Letters to Nature

Nature 399, 371-375 (27 May 1999) | doi:10.1038/20708; Received 1 February 1999; Accepted 13 April 1999

Clathrin self-assembly is mediated by a tandemly repeated superhelix

Joel A. Ybe1, Frances M. Brodsky1, Kay Hofmann2, Kai Lin3,4, Shu-Hui Liu1, Lin Chen1, Thomas N. Earnest5, Robert J. Fletterick3 and Peter K. Hwang3

  1. The G. W. Hooper Foundation, Department of Microbiology and Immunology, Departments of Biopharmaceutical Sciences and Pharmaceutical Chemistry
  2. Department of Biochemistry and Biophysics, University of California San Francisco, San Francisco, California 94143, USA
  3. Bioinformatics Group, MEMOREC Stoffel GmbH, Stoeckheimer Weg 1, 50829 Koeln, Germany
  4. Macromolecular Cyrstallography Facility at the Advanced Light Source, Physical Biosciences Division, Lawrence Berkeley National Laboraotry, Berkeley, California 94720, USA
  5. Present address: Department of Pharmacology, University of Massachusetts Medical Center, 55 Lake Ave. North Worcester, Massachusetts 01655, USA.

Correspondence to: Correspondence and requests for materials should be addressed to F.M.B. (e-mail: Email: fmarbro@itsa.ucsf.edu).The structural coordinates are available from the Brookhaven Protein Databank (ID code: 1b89).

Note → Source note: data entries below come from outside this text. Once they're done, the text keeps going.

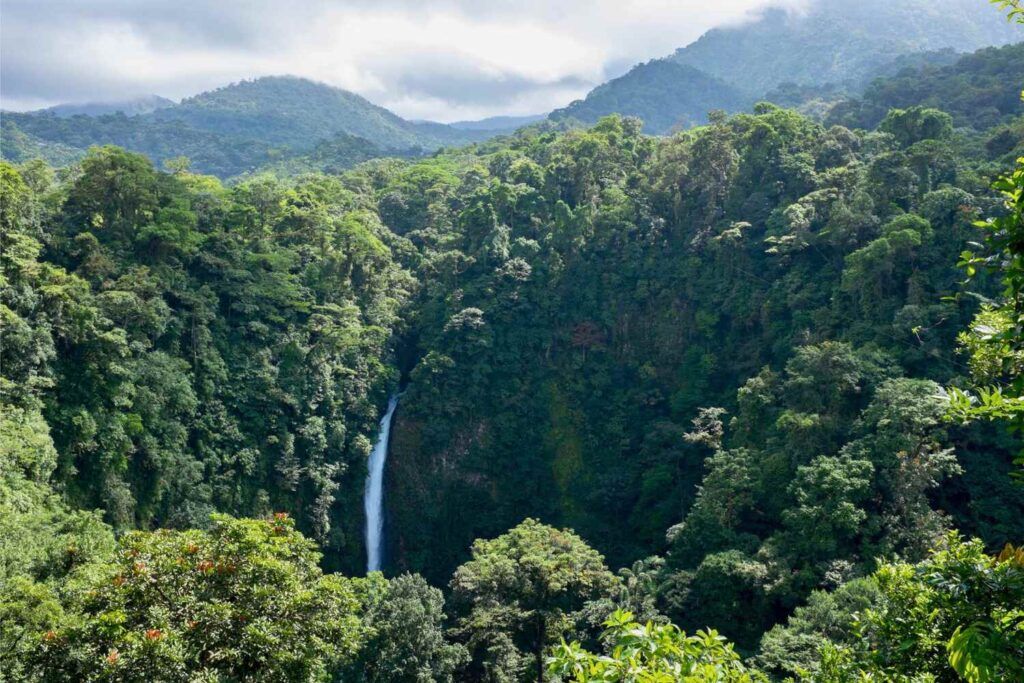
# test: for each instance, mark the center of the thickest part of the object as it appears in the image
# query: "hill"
(836, 41)
(239, 128)
(297, 113)
(130, 107)
(663, 93)
(979, 90)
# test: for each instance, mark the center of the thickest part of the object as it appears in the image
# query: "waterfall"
(373, 500)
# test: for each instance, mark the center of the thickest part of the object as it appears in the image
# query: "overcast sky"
(444, 59)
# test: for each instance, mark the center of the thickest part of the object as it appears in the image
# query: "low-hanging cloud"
(444, 59)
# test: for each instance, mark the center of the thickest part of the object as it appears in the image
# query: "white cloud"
(444, 60)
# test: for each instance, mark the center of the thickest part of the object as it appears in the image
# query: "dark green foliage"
(586, 294)
(519, 593)
(404, 641)
(737, 333)
(212, 349)
(243, 601)
(652, 652)
(956, 615)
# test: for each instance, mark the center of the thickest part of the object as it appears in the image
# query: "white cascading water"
(373, 499)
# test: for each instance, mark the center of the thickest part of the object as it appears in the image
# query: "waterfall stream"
(373, 500)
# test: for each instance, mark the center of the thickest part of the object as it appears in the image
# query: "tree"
(639, 653)
(404, 640)
(958, 614)
(243, 601)
(995, 340)
(524, 589)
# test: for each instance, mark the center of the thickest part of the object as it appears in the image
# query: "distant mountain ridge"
(837, 43)
(666, 95)
(238, 128)
(130, 107)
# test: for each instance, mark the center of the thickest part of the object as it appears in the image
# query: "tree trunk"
(541, 638)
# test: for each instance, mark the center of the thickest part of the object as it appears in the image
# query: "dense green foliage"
(956, 615)
(197, 349)
(243, 601)
(519, 593)
(738, 361)
(651, 652)
(973, 89)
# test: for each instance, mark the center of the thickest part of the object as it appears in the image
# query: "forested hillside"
(237, 129)
(835, 41)
(740, 403)
(827, 49)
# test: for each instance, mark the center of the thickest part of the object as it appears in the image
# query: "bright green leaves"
(245, 600)
(651, 653)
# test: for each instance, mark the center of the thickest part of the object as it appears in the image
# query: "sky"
(437, 59)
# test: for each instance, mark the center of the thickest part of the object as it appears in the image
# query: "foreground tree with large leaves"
(956, 615)
(520, 593)
(245, 601)
(652, 653)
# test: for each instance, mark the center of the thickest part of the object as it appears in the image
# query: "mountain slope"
(663, 93)
(244, 126)
(837, 41)
(979, 90)
(297, 113)
(131, 107)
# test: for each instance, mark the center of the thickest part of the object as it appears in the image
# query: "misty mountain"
(835, 47)
(838, 41)
(664, 94)
(129, 107)
(240, 128)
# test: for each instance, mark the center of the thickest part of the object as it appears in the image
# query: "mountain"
(244, 126)
(498, 123)
(837, 44)
(663, 93)
(838, 41)
(131, 107)
(297, 113)
(20, 146)
(979, 90)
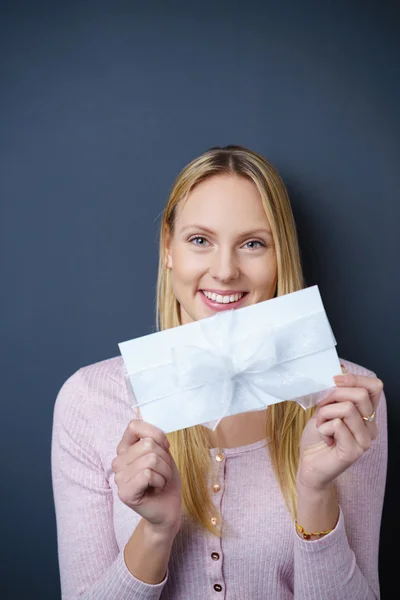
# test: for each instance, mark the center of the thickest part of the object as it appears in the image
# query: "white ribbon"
(237, 374)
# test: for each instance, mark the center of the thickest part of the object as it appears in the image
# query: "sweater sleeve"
(91, 565)
(344, 563)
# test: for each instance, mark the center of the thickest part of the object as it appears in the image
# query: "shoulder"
(356, 369)
(94, 393)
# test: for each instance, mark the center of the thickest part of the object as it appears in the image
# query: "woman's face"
(221, 254)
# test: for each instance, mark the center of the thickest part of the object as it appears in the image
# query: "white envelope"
(235, 361)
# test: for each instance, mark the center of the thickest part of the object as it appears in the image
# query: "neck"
(239, 430)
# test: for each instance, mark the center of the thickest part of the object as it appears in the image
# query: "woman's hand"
(336, 436)
(146, 475)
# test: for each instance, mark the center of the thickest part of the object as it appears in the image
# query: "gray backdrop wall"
(101, 105)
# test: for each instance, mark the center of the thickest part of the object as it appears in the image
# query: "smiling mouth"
(223, 298)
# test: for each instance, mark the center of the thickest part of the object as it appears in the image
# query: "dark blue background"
(102, 103)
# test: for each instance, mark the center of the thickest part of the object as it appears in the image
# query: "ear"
(167, 251)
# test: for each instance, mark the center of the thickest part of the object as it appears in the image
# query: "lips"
(220, 306)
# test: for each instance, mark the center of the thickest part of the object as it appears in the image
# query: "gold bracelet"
(306, 535)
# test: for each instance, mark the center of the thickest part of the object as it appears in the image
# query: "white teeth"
(223, 299)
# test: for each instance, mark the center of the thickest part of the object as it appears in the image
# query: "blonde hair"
(285, 421)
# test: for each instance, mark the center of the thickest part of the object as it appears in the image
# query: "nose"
(224, 265)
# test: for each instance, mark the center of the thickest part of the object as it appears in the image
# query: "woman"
(282, 503)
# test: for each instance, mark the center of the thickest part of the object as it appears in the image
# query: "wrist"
(317, 509)
(160, 533)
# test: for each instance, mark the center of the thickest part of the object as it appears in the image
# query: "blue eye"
(198, 237)
(260, 244)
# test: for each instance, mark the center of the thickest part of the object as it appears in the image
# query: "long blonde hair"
(286, 420)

Clathrin is a triskelion-shaped cytoplasmic protein that polymerizes into a polyhedral lattice on intracellular membranes to form protein-coated membrane vesicles. Lattice formation induces the sorting of membrane proteins during endocytosis and organelle biogenesis by interacting with membrane-associated adaptor molecules1. The clathrin triskelion is a trimer of heavy-chain subunits (1,675 residues), each binding a single light-chain subunit, in the hub domain (residues 1,074–1,675). Light chains negatively modulate polymerization so that intracellular clathrin assembly is adaptor-dependent2. Here we report the atomic structure, to 2.6 Å resolution, of hub residues 1,210–1,516 involved in mediating spontaneous clathrin heavy-chain polymerization and light-chain association3,4. The hub fragment folds into an elongated coil of alpha-helices, and alignment analyses reveal a 145-residue motif that is repeated seven times along the filamentous leg and appears in other proteins involved in vacuolar protein sorting. The resulting model provides a three-dimensional framework for understanding clathrin heavy-chain self-assembly, light-chain binding and trimerization.